Speaking at the Friends of Cancer Research annual meeting in December, Pazdur denounced companies that ask FDA to approve development programs based on a “single-arm trial because they are inadequately capitalized to do randomized trials.”
He strongly rejected the notion that FDA should consider the financial impacts of its implementation of accelerated approval. “The whole idea behind accelerated approval was a patient-centric approach. It was not, not, not — can I make this any clearer? — an incentive program for the pharmaceutical industry,” Pazdur said.
Over the years, Pazdur said, accelerated approval has been misconstrued as “an incentive program to do less.” Rather than look for ways to cut development costs, he suggested that companies that do not have the resources to meet FDA’s requirements “should be questioning whether [they] have the ability to be in the game.”
Pazdur emphasized the importance of companies coming to FDA with comprehensive development plans.
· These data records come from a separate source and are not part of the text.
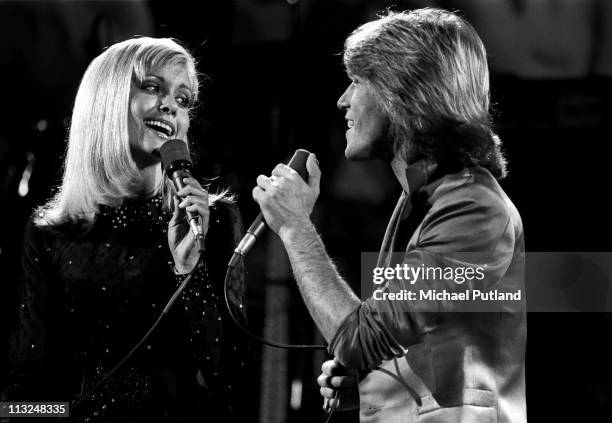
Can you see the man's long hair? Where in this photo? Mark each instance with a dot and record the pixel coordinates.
(429, 72)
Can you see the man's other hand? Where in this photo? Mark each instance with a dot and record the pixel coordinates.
(336, 378)
(285, 199)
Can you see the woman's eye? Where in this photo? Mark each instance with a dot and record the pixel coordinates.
(151, 87)
(183, 101)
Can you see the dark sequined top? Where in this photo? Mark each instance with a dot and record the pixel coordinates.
(90, 293)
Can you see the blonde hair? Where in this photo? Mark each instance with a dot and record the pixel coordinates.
(99, 168)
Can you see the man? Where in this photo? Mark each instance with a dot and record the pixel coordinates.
(419, 97)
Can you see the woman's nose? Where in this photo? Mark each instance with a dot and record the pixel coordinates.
(168, 105)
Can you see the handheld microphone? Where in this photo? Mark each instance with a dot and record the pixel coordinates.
(177, 164)
(297, 163)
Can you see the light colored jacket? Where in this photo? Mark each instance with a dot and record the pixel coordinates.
(432, 363)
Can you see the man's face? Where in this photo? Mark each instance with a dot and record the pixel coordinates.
(367, 123)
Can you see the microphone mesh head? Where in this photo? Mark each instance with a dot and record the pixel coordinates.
(172, 151)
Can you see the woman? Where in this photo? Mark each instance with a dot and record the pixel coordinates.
(103, 257)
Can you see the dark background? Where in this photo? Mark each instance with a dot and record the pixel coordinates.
(274, 74)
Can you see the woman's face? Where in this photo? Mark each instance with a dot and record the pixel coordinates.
(159, 109)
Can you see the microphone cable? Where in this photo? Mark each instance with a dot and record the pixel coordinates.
(239, 258)
(144, 338)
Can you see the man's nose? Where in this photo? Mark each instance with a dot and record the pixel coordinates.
(168, 105)
(343, 101)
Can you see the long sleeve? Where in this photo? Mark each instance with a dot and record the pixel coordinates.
(220, 350)
(29, 376)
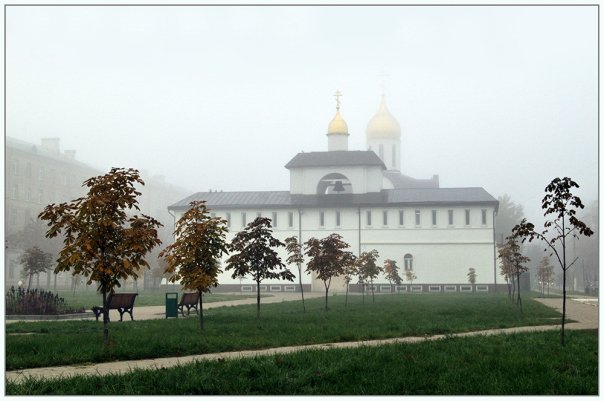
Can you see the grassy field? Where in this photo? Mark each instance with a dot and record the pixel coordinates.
(518, 364)
(236, 328)
(87, 299)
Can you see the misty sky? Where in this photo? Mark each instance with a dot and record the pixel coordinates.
(223, 97)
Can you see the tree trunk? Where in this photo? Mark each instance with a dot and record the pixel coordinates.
(346, 299)
(258, 300)
(301, 287)
(519, 301)
(563, 284)
(200, 310)
(105, 320)
(372, 291)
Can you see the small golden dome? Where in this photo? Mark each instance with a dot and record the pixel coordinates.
(337, 125)
(383, 124)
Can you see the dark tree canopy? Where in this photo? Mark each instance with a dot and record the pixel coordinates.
(252, 253)
(560, 207)
(194, 258)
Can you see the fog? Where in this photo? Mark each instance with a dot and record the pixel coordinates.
(499, 97)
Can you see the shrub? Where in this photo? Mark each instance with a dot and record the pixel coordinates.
(36, 302)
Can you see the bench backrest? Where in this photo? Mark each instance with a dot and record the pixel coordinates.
(189, 298)
(121, 300)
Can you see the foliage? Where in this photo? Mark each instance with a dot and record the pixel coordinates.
(515, 263)
(472, 275)
(328, 259)
(35, 261)
(101, 242)
(36, 302)
(252, 253)
(295, 256)
(391, 272)
(561, 206)
(193, 260)
(368, 269)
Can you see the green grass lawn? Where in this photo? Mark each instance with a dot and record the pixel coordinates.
(236, 328)
(88, 299)
(517, 364)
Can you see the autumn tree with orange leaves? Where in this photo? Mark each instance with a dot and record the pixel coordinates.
(193, 260)
(102, 242)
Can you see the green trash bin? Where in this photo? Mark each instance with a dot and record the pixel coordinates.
(171, 304)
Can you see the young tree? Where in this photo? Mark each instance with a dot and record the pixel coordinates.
(35, 261)
(410, 276)
(368, 269)
(295, 256)
(101, 242)
(194, 257)
(516, 262)
(561, 206)
(252, 253)
(391, 271)
(328, 259)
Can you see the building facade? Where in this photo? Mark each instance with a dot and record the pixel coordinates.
(38, 175)
(438, 233)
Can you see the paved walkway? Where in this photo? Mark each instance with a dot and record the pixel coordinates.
(585, 312)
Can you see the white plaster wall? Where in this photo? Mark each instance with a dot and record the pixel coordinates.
(442, 253)
(390, 162)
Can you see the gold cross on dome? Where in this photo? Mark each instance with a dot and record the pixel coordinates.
(337, 95)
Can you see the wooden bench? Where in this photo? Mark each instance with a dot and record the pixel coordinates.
(190, 300)
(121, 302)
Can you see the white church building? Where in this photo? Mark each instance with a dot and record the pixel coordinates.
(439, 233)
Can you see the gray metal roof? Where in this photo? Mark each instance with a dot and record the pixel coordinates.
(399, 180)
(387, 197)
(336, 158)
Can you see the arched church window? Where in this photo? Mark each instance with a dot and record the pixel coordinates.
(408, 261)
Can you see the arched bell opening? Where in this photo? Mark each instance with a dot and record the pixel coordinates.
(334, 183)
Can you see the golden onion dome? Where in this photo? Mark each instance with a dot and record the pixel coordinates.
(383, 124)
(337, 125)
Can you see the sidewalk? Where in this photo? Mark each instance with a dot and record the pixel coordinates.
(586, 313)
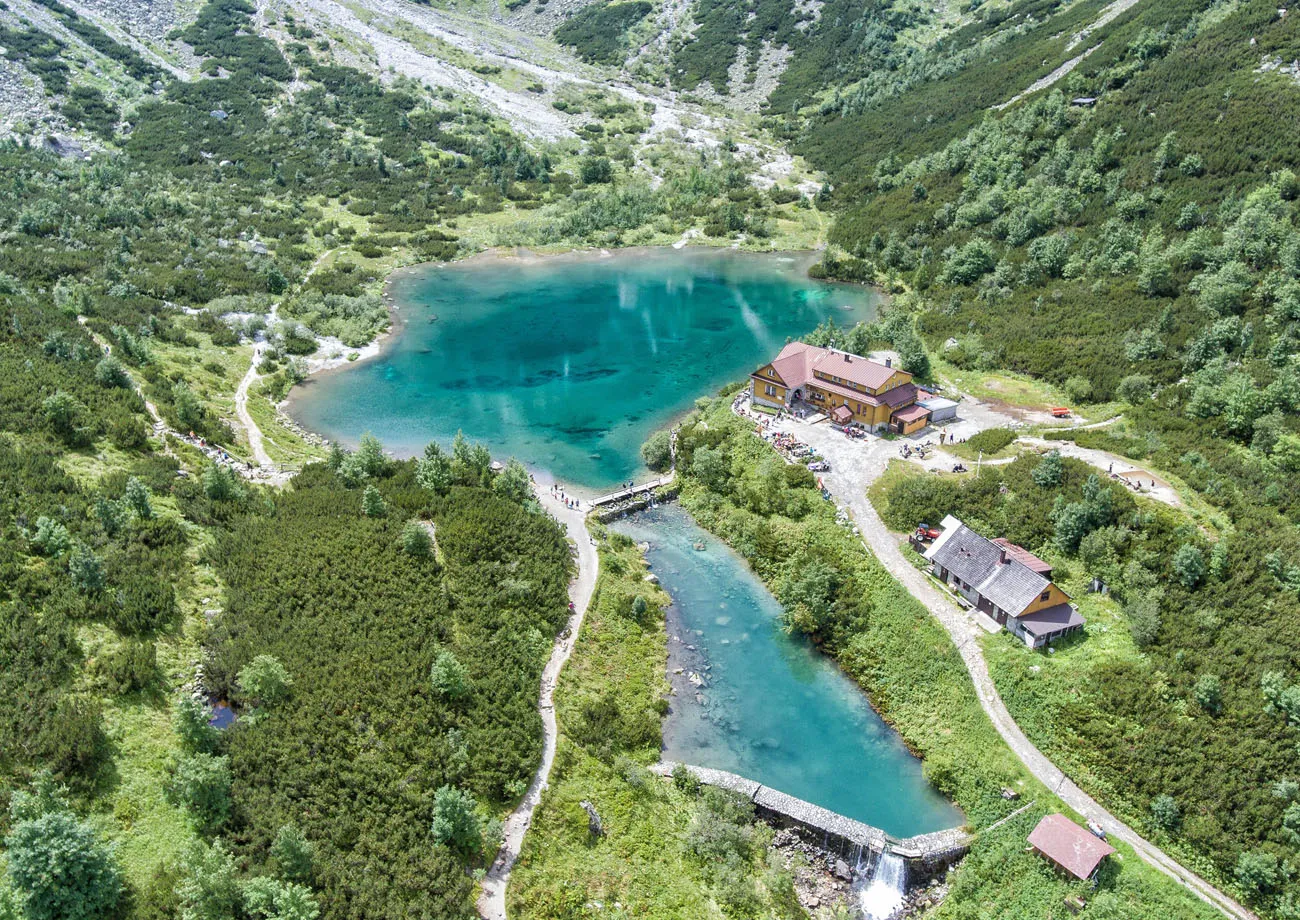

He noted that large pharmas often present and adhere to such plans, citing the development of PD-1 inhibitors.
“Where we do get into trouble is with a drug company that may not be adequately capitalized” and “wants to get their foot in the door with a single-arm study of a very limited number of patients,” Pazdur said.
Bare bones development programs “put the patient at risk,” Pazdur argued. “There is a period of vulnerability that we have to control and that period of vulnerability is between the time of accelerated approval, if it is granted, and the confirmation or lack of confirmation of clinical benefit in the confirmatory study. We should try to reduce that period of vulnerability as much as possible,” including by requiring that confirmatory studies are under way at the time of accelerated approval.